Les contre d’abord. Pour Morgane, originaire de Rennes « j’entends la revendication, je comprends certains arguments mais je ne la soutiens pas. Certes, la Loire Atlantique appartenait à la Bretagne, mais ce n’est plus le cas aujourd’hui. Concentrons-nous sur le présent et sur le futur pour construire une véritable identité bretonne plutôt que sur le passé. Et puis si la Loire Atlantique était rattachée à la Bretagne, la question de la capitale de région se poserait, alors que Rennes s’est déjà clairement imposée dans le rôle. » Marin, fier nantais, va dans le même sens (excepté, on s’en doute, le constat d’une supposée supériorité régionale de Rennes par rapport à Nantes), en ajoutant : « je suis né à Nantes et je me suis toujours senti breton. Je pense que la séparation de Nantes de la Bretagne s’est produite à un moment de l’histoire où la politique de Paris était de réduire la puissance des régions. Aujourd’hui, la ligne directrice de l’État est de justement les renforcer pour mieux décentraliser. La seule raison que je vois pour empêcher cette réunification que beaucoup de gens souhaitent est purement formelle : c’est à dire qui de Rennes ou de Nantes deviendra le centre administratif breton. »

Pour Clément, lillois attaché à ses racines bretonnes par son père, les choses sont claires « Je ne soutiens pas ce mouvement puisque même si elle est surnommée cité des ducs de Bretagne. Nantes n’est pas en Bretagne mais en Vendée. Le Breton est fier mais jamais il ne se risquerait à sacrifier son économie en demandant une autonomie ou l’indépendance car l’agriculture représente une grande partie des revenus de la région et qu’elle est très largement financée par l’État.« .
Pour les partisans de ce rattachement, l’important est la réparation d’une injustice. Résolument en faveur d’une « Bretagne réunifiée » Maryann, originaire du Finistère, nous explique : « Je soutiens cette revendication, je pense que la Loire Atlantique doit redevenir bretonne. Historiquement et culturellement, ça serait totalement logique. Le problème reste économique et un référendum permettrait enfin de donner la parole aux Bretons concernant le futur de notre région ! ».

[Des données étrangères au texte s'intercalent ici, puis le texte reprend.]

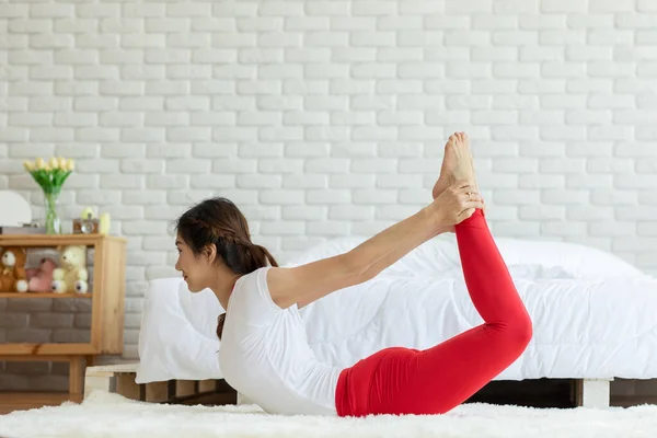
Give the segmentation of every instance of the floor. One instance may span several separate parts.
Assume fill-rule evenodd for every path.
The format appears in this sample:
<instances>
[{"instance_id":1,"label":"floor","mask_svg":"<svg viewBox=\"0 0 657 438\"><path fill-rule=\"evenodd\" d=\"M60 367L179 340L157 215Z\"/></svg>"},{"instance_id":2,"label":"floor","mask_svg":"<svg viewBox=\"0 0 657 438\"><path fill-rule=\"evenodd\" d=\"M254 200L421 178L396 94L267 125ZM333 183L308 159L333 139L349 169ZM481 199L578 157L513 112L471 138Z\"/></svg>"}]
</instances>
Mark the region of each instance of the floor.
<instances>
[{"instance_id":1,"label":"floor","mask_svg":"<svg viewBox=\"0 0 657 438\"><path fill-rule=\"evenodd\" d=\"M0 393L0 415L13 411L25 411L42 406L57 406L65 401L80 403L82 396L69 397L64 393ZM551 381L550 385L532 382L492 382L465 403L493 403L529 407L575 407L570 396L570 383ZM182 404L234 404L226 394L209 394L203 399L183 401ZM612 406L630 407L642 404L657 404L657 396L612 396Z\"/></svg>"},{"instance_id":2,"label":"floor","mask_svg":"<svg viewBox=\"0 0 657 438\"><path fill-rule=\"evenodd\" d=\"M81 402L82 396L70 397L60 393L0 393L0 415L43 406L58 406L66 401Z\"/></svg>"}]
</instances>

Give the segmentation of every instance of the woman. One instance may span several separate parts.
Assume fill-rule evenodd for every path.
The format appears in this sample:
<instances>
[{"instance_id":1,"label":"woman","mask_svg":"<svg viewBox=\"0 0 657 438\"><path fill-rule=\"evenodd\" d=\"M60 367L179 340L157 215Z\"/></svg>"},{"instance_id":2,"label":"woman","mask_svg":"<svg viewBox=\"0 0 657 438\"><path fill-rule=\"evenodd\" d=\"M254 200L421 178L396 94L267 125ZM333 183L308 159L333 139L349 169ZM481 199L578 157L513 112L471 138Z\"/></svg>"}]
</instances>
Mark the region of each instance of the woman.
<instances>
[{"instance_id":1,"label":"woman","mask_svg":"<svg viewBox=\"0 0 657 438\"><path fill-rule=\"evenodd\" d=\"M351 251L286 268L251 242L229 200L185 212L176 269L191 291L210 288L226 309L218 335L227 382L270 413L441 414L511 365L531 338L531 321L485 222L463 132L446 145L433 195L420 211ZM346 369L320 362L299 309L376 277L442 232L457 234L465 284L485 323L425 350L385 348Z\"/></svg>"}]
</instances>

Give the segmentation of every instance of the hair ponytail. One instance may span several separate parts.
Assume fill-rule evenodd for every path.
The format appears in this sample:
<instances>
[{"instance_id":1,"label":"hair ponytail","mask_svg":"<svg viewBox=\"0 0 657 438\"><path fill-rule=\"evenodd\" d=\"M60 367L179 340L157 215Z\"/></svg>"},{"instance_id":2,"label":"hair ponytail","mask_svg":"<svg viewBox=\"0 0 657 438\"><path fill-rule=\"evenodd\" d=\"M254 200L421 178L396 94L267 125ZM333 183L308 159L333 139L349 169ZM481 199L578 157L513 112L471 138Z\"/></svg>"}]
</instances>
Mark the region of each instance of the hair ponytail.
<instances>
[{"instance_id":1,"label":"hair ponytail","mask_svg":"<svg viewBox=\"0 0 657 438\"><path fill-rule=\"evenodd\" d=\"M206 199L185 211L176 230L192 252L199 256L210 244L217 247L218 258L237 274L246 275L261 267L278 266L266 247L251 241L249 223L240 209L229 199ZM217 336L221 339L226 313L217 318Z\"/></svg>"}]
</instances>

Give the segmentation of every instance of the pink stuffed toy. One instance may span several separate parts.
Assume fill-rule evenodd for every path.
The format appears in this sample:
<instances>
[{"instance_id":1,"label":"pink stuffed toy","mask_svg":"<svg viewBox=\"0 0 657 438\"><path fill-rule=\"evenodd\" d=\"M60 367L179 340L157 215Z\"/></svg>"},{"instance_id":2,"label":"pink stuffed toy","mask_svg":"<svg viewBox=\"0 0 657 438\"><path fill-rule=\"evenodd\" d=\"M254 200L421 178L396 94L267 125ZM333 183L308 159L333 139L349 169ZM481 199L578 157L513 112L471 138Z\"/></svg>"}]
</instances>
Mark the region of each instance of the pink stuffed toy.
<instances>
[{"instance_id":1,"label":"pink stuffed toy","mask_svg":"<svg viewBox=\"0 0 657 438\"><path fill-rule=\"evenodd\" d=\"M50 292L53 272L57 264L53 258L42 258L39 267L26 269L30 292Z\"/></svg>"}]
</instances>

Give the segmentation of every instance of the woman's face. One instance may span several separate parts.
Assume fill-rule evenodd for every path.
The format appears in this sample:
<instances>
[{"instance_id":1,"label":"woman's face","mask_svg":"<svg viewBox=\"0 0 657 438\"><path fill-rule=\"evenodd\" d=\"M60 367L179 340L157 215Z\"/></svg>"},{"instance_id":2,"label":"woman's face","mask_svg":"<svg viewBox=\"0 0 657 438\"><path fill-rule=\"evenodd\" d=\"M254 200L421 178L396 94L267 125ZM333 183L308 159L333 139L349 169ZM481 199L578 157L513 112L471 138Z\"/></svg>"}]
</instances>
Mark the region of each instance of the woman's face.
<instances>
[{"instance_id":1,"label":"woman's face","mask_svg":"<svg viewBox=\"0 0 657 438\"><path fill-rule=\"evenodd\" d=\"M178 252L175 269L183 273L183 279L187 283L189 291L199 292L209 287L212 266L208 256L201 254L196 257L192 249L180 237L175 240L175 246Z\"/></svg>"}]
</instances>

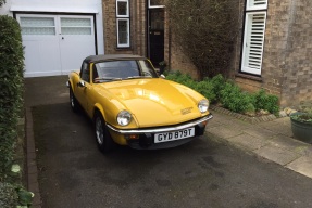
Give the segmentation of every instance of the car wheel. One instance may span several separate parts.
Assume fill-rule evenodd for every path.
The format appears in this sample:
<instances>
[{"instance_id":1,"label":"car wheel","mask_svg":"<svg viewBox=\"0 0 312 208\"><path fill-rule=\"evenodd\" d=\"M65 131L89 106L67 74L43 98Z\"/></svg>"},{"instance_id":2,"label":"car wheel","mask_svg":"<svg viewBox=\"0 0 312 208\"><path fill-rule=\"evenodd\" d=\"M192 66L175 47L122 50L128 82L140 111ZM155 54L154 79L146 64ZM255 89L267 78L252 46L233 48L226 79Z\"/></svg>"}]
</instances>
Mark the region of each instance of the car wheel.
<instances>
[{"instance_id":1,"label":"car wheel","mask_svg":"<svg viewBox=\"0 0 312 208\"><path fill-rule=\"evenodd\" d=\"M72 87L70 87L70 104L74 112L78 112L78 102L73 93Z\"/></svg>"},{"instance_id":2,"label":"car wheel","mask_svg":"<svg viewBox=\"0 0 312 208\"><path fill-rule=\"evenodd\" d=\"M102 153L108 153L115 146L105 121L100 113L95 116L95 133L98 146Z\"/></svg>"}]
</instances>

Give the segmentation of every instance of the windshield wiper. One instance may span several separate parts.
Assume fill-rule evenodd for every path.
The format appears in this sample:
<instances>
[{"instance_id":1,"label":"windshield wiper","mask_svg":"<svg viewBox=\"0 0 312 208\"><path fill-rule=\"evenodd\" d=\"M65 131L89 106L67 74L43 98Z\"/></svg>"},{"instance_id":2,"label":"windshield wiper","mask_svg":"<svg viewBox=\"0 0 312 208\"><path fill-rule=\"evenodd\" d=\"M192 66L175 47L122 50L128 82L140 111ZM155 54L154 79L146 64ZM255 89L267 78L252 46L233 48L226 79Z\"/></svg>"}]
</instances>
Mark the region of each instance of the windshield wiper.
<instances>
[{"instance_id":1,"label":"windshield wiper","mask_svg":"<svg viewBox=\"0 0 312 208\"><path fill-rule=\"evenodd\" d=\"M140 79L140 78L152 78L152 76L132 76L127 77L126 79Z\"/></svg>"},{"instance_id":2,"label":"windshield wiper","mask_svg":"<svg viewBox=\"0 0 312 208\"><path fill-rule=\"evenodd\" d=\"M118 77L98 77L95 80L96 81L121 81L123 79Z\"/></svg>"}]
</instances>

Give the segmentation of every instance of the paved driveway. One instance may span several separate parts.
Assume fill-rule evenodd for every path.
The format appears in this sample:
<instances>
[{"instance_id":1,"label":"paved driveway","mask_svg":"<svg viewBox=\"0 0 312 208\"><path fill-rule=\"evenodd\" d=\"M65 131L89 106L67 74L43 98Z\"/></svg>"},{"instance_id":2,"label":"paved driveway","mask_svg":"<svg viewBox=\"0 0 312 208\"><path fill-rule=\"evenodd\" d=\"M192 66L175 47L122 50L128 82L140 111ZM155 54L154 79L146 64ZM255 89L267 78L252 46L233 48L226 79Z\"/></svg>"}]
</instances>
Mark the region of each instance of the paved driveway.
<instances>
[{"instance_id":1,"label":"paved driveway","mask_svg":"<svg viewBox=\"0 0 312 208\"><path fill-rule=\"evenodd\" d=\"M43 208L312 207L312 180L211 133L171 150L101 154L65 81L26 79Z\"/></svg>"}]
</instances>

Il y a également les en même-temps, soucieux avant tout d’élargir les perspectives qu’offriraient ce rattachement administratif. Kevin, de coeur et de sang breton, précise « en soi, je n’ai pas forcément d’avis tranché sur la question précisément, après quand on revient dans l’histoire de ce territoire, le pays nantais, c’était bien un des pays de la région historique de Bretagne. (…) Là on parle de régions administratives, la Loire Atlantique est un département et ici, se pose bien une question avant tout administrative, un redécoupage des régions, qui serait nécessaire. Il y a une différence avec les autres pays européens, contrairement à l’Allemagne, l’Espagne ou l’Italie, la France n’est pas un pays fédéral. Contrairement à la Catalogne par exemple, en France, on imagine pas la Bretagne avec une certaine autonomie. Je reste tout de même défenseur de l’autonomie de certaines régions comme la Corse, l’Alsace, et c’est déjà le cas, ce sont des collectivités uniques. Si ce rattachement est dans l’intérêt de la Bretagne, pourquoi pas. »
La crainte d’un précédent
La Bretagne ne constitue pas un exemple isolé d’une terre culturellement forte. À mesure que la francisation s’est plus ou moins installée dans le pays, d’autres régions revendiquent leur spécificité et aimeraient que celle-ci soit consacrée par la loi, afin de protéger cette héritage et de le transmettre aux générations suivantes. Pensons à la Corse, bien sûr, mais aussi à l’Alsace et au Pays-Basque. Dans un degré moindre, pensons aux Flandres françaises, à l’Occitanie ou encore à la Savoie.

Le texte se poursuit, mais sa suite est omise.